A WELCOME piece of news arrived for Donald Trump on July 15th, the first day of the Republican National Convention. The criminal case against him for allegedly removing classified documents from the White House—and piling them in (among other places) a ballroom and bathroom at Mar-a-Lago, his Florida home—was thrown out by the presiding judge. While higher courts will likely look askance at the ruling, this setback for prosecutors means Mr Trump’s tactics have pushed his trial past the November election—if it ever begins at all.

Judge Aileen Cannon, appointed by Mr Trump in 2020, has been stretching out the calendar in the first of two lawsuits styled United States v Trump since she was randomly assigned to the case in June 2023. This week’s ruling contends that the prosecution was illicit from the start.
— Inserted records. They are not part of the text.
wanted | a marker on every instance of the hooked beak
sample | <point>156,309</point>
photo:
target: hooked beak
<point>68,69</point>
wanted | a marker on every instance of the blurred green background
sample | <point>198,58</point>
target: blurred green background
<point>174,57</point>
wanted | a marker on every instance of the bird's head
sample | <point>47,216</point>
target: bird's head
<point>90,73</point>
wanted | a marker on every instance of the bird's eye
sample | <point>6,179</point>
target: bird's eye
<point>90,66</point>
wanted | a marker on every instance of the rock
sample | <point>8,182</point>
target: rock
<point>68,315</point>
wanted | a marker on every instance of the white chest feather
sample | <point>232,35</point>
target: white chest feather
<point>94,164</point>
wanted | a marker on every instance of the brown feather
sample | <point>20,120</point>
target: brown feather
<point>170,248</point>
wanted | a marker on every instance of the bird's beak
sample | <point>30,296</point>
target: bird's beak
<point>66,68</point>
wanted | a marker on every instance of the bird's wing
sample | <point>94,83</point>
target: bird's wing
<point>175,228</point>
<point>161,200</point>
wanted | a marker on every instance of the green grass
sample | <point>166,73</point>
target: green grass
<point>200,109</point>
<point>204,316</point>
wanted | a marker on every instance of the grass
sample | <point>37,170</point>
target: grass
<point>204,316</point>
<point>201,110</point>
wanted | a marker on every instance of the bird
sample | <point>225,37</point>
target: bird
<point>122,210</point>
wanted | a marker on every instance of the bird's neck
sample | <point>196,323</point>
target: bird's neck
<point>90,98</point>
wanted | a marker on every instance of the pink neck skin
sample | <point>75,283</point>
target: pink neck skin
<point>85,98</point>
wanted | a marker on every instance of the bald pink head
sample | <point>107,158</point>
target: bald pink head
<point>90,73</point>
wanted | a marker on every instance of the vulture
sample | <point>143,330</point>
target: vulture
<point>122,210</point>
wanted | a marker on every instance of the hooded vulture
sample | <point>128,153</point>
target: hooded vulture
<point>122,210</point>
Jack Smith, the special counsel, was handed his position in violation of the constitution’s “appointments clause”—the provision in Article II that requires “officers of the United States” to be nominated by the president and confirmed by the Senate.
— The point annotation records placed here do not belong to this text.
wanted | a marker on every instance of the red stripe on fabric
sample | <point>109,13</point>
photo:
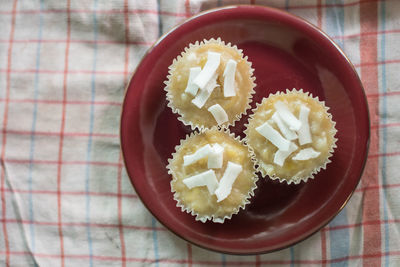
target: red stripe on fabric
<point>75,41</point>
<point>355,225</point>
<point>319,14</point>
<point>356,35</point>
<point>38,133</point>
<point>70,193</point>
<point>258,260</point>
<point>323,234</point>
<point>111,194</point>
<point>319,24</point>
<point>373,64</point>
<point>376,63</point>
<point>83,224</point>
<point>91,72</point>
<point>62,128</point>
<point>347,4</point>
<point>135,227</point>
<point>174,14</point>
<point>369,76</point>
<point>119,164</point>
<point>50,162</point>
<point>218,263</point>
<point>120,223</point>
<point>387,125</point>
<point>323,247</point>
<point>107,12</point>
<point>4,137</point>
<point>119,175</point>
<point>383,94</point>
<point>189,249</point>
<point>377,187</point>
<point>68,102</point>
<point>187,9</point>
<point>111,103</point>
<point>379,155</point>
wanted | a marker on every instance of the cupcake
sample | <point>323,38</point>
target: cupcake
<point>213,175</point>
<point>292,136</point>
<point>211,83</point>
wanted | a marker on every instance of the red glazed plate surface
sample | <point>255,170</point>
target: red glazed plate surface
<point>286,52</point>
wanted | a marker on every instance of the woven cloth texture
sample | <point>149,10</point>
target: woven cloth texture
<point>66,199</point>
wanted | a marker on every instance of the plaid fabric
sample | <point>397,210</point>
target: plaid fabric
<point>65,197</point>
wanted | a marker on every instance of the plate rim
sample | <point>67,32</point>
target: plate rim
<point>267,9</point>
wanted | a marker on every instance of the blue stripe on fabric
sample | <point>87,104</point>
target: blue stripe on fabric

The “critical constitutional restriction” on appointing officers is fundamental to America’s  separation of powers, Judge Cannon writes. To allow Merrick Garland, the attorney-general, to tap a private citizen as special counsel “usurps” Congress’s role and dismantles a “structural liberty”. The “consequences of relaxing” the constitution’s strictures are “serious”, she concludes, before quoting a famous Supreme Court decision from 1952 that cautioned against “unchecked disregard of the restrictions that fence in even the most disinterested assertion of authority”.

Judge Cannon’s 93-page opinion is technical and thorough. It reads, as she notes near the end, as if it was crafted “with care”. Yet the veneer is misleading. Her ruling is novel, it manhandles precedent and its implications are sweeping.
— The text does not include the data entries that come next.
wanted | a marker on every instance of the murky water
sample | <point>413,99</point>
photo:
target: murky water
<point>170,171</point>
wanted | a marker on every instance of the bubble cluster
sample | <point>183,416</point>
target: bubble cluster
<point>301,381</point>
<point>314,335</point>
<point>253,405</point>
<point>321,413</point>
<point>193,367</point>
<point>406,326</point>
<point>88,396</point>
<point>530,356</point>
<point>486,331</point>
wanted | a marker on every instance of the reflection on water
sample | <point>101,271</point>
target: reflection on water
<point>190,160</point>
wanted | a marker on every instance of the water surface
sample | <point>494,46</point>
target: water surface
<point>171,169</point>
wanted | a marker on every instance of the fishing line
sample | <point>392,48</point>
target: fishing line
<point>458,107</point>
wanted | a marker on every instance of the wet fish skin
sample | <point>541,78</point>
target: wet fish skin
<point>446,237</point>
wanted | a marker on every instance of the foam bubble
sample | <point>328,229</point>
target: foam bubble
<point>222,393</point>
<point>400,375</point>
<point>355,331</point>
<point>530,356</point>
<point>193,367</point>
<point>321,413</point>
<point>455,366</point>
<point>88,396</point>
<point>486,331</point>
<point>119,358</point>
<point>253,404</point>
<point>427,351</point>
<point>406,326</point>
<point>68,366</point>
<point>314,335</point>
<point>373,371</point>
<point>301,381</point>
Attorneys-general have been appointing special counsels for decades with limited push-back and less judicial eyebrow-raising. Defending Mr Garland’s appointment of Mr Smith, the government pointed to two laws empowering such moves—traditionally taken when the impartiality of an investigation by the Department of Justice itself might be questioned. According to Title 28, section 533 of the US Code, the attorney general “may appoint officials…to detect and prosecute crimes against the United States”. Section 515 provides that lawyers “specially appointed” by the attorney general may “conduct any kind of legal proceeding”.

For Judge Cannon, neither suffices as a legal basis for Mr Smith’s appointment. She says it is “implausible” that Congress meant to “wedge appointment power for special counsels” into a statute that primarily concerns lower-level personnel. And, she reckons, Section 515 involves “already-retained attorneys”, not a “new appointment power”. Judge Cannon acknowledges that her interpretations differ from those of judges who have confronted the question in the past. Jurists on the District of Columbia Circuit Court of Appeals may have upheld special-counsel appointments in 1987 (for Lawrence Walsh in the Iran-Contra affair) and 2019 (for Robert Mueller’s investigation of Russian interference in the 2016 election), but their analysis just wasn’t good enough, it seems.

Judge Cannon then takes a red pen to a line in United States v Nixon, the Supreme Court decision involving the Watergate tapes. When the justices wrote that Congress empowered the attorney-general to “appoint subordinate officers to assist him in the discharge of his duties”, they weren’t announcing the law but writing “dictum”—basically, just jabbering. That turn is especially jarring in light of Judge Cannon’s reliance on last month’s concurring opinion by Justice Clarence Thomas in the other Trump v United States, the election-subversion case. Justice Thomas says there that Jack Smith may have been appointed illegally, and Judge Cannon follows his lead. But in contrast to US v Nixon, which was unanimous, Justice Thomas’s musings are his alone and do not carry the force of law; none of his eight colleagues co-signed his opinion.

At the Eleventh Circuit Court of Appeals, to which the government is expected to appeal, Judge Cannon’s ruling will probably face scepticism. That court, conservative as it is, has dressed her down for previous missteps. But the appeal will take months, may end up at the Supreme Court and will only matter if Mr Trump loses the election. Otherwise, charges for his document-stuffed bathroom and post-election plotting alike will disappear soon after the defendant takes his second oath of office.